Eventually they began to overwhelm us. Granted, it was never a dull moment with them around: they were often colourful and shiny, and would reflect sunlight in pleasing, shimmering ways. But they were so floaty and easily disturbed that they’d get everywhere as soon as you walked anywhere near them. It was getting so that you couldn’t walk down your own garden path without being ankle-deep in the stuff, even if you’d raked it all up into piles the previous weekend. They drifted into our houses and cars, and they were already in the food and water supply. We’d gotten used to spending a good portion of our mealtimes picking the soggy pieces out of our teeth.

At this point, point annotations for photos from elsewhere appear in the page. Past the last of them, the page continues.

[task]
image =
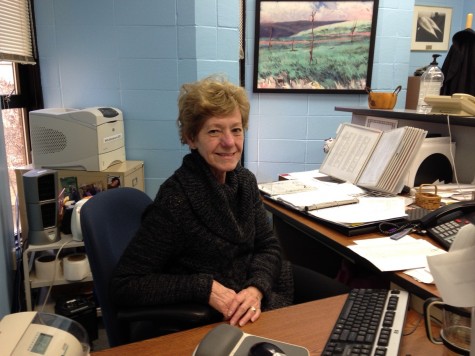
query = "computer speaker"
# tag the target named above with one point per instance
(41, 199)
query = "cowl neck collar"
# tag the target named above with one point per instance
(223, 208)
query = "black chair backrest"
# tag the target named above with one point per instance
(109, 220)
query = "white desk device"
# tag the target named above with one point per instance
(33, 333)
(89, 139)
(457, 104)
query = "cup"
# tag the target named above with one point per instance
(455, 326)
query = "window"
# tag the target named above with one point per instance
(20, 88)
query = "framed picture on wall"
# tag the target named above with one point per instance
(431, 28)
(314, 46)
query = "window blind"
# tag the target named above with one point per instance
(15, 32)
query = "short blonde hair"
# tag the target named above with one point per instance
(213, 96)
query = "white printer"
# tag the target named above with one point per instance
(89, 139)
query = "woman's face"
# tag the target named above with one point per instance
(220, 142)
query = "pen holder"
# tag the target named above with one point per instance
(429, 201)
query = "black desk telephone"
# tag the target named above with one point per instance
(443, 224)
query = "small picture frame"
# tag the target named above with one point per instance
(431, 28)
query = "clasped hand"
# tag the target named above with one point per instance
(238, 308)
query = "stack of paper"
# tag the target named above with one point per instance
(316, 199)
(306, 196)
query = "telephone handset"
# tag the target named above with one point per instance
(443, 224)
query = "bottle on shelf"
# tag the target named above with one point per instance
(431, 82)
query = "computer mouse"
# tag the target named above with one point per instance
(265, 349)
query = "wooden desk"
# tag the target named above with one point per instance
(306, 241)
(307, 325)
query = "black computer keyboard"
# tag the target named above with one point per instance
(370, 323)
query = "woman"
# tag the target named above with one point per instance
(206, 237)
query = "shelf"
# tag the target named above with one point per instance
(412, 115)
(66, 240)
(59, 280)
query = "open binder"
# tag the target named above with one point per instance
(371, 158)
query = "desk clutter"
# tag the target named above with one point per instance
(393, 216)
(344, 206)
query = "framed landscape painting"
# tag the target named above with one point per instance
(314, 46)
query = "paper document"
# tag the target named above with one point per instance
(317, 199)
(372, 158)
(285, 187)
(396, 255)
(369, 209)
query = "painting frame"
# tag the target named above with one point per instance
(326, 48)
(431, 27)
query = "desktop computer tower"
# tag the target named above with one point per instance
(41, 201)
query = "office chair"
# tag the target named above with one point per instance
(109, 220)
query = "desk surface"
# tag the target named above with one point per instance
(339, 243)
(307, 325)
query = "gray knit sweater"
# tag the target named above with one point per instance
(197, 231)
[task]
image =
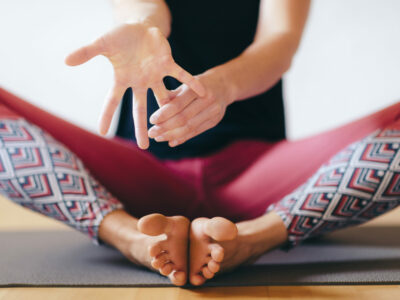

We thought about boycotts, because, to be perfectly honest, many of the little triangular pieces of plastic were recognisable and traceable to a quantifiable number of specific manufacturers: drinks companies, supermarkets, crisp makers, fast-food distributors. But what were we supposed to do, boycott everything? They knew we couldn’t resist their delicious goods and invaluable services, and it did reassure us when they used cartoon animals in their adverts to announce that they were 100% committed to working on reducing plastic consumption.

‘Perhaps this is the weekend we should all resort to industrial sabotage, violence being the only moral choice remaining after decades of apathy and inaction across all legitimate political channels,’ someone would suggest at our lunchtime gatherings by the water-cooler at work. But invariably we’d all respond by staring into our disposable plastic cups and shuffling our feet until someone changed the subject.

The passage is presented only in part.